On SLURM-enabled HPC environments, I found that tracking job runtime status, capturing stdout
and stderr
outputs, and general runtime usage (CPU/RAM stats) was a bit lacking especially when compared with what LSF systems produce. I wanted a way to reproduce an LSF-like report but do so in a SLURM ecosystem, including an optional means of sending complete reports to a specified email address.
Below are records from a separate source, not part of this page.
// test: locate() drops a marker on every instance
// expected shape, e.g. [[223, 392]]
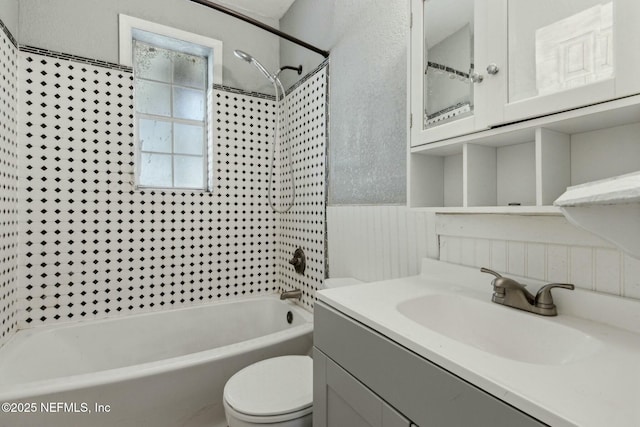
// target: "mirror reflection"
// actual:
[[448, 35]]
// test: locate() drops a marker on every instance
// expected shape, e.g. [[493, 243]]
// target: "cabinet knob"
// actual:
[[492, 69]]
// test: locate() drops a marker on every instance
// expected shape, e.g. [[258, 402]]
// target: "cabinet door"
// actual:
[[341, 400], [447, 94], [555, 55]]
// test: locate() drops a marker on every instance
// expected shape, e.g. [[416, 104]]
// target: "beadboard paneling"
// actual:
[[378, 242]]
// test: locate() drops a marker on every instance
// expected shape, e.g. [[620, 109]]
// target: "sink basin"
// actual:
[[499, 330]]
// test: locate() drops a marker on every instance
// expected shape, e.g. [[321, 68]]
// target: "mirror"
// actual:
[[448, 66]]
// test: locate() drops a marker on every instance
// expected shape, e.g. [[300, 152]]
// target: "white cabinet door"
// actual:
[[447, 94], [556, 55]]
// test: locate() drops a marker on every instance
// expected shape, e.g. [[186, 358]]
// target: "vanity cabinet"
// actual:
[[362, 378], [512, 101], [345, 401]]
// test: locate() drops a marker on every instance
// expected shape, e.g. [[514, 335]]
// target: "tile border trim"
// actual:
[[7, 32], [75, 58]]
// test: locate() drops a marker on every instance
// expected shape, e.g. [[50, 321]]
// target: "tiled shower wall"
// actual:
[[90, 245], [8, 183], [303, 226]]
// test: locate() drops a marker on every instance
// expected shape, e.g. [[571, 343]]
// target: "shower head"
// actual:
[[243, 55], [246, 57]]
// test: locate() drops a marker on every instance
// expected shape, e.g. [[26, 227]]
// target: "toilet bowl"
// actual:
[[276, 391]]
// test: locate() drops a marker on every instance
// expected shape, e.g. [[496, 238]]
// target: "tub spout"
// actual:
[[294, 294]]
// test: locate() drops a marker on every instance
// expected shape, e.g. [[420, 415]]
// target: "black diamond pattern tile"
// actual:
[[96, 247]]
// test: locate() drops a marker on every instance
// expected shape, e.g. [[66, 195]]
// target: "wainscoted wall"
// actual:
[[545, 248], [303, 225], [8, 183], [383, 242], [378, 242], [90, 245]]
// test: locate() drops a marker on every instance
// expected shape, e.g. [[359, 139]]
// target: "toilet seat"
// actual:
[[271, 390]]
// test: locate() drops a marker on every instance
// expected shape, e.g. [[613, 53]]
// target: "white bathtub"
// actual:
[[156, 369]]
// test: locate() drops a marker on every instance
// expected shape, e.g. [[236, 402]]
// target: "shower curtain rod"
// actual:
[[259, 24]]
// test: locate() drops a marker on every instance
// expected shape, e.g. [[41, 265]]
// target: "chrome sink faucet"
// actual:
[[508, 292]]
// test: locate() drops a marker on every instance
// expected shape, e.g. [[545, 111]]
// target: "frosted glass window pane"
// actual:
[[153, 98], [188, 139], [152, 63], [189, 71], [154, 135], [155, 170], [189, 172], [188, 103], [556, 46]]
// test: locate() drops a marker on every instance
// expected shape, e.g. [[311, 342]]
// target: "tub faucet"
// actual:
[[512, 294], [294, 294]]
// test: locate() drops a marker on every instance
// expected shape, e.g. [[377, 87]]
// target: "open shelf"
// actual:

This way I can search my email for past runs, either by the algorithm name or by input/output filenames used, and easily find the code and associated outputs produced.
The code here, written in bash
, can be added to your ~/.bashrc
or equivalent on a SLURM-enabled HPC. It creates a function, here named ssub
, that acts as a wrapper for sbatch
. In effect, it submits not one but two jobs: one is the actual executable as specified, the other is an sacct
job that runs upon completion to capture all job accounting data. ssub
then captures and combines all of this information in one log file saved locally and (if --notify=ON
) will send the same information by email via sendmail
. Notably, the notification system therefore will only work if your HPC compute nodes have network access, which may not be true on all systems.
Modify your ~/.bashrc
or equivalent and paste in the code included in ssub.sh
. The four lines at the top need to be modified for your system as well:
- include a path to which you would like to store your log files (
SLURMLOGLOC
), within which logs will be categorized in directories created by date and time of submission (e.g./path/to/SLURM_logs/2023/05/16/05_16_2023_10_11_12_134
) - include a path to which you can store some "junk" log files, which are typically empty (
SLURMJUNKLOC
) - include your email address at which you would like to receive the completed log files
- change the name of your default SLURM partition (
PARTITION
), here nameddefq
. This will be system-dependent
Instead of writing bash
/sbatch
scripts, ssub
utilizes the one-liner syntax as in sbatch [...] --wrap="[...]"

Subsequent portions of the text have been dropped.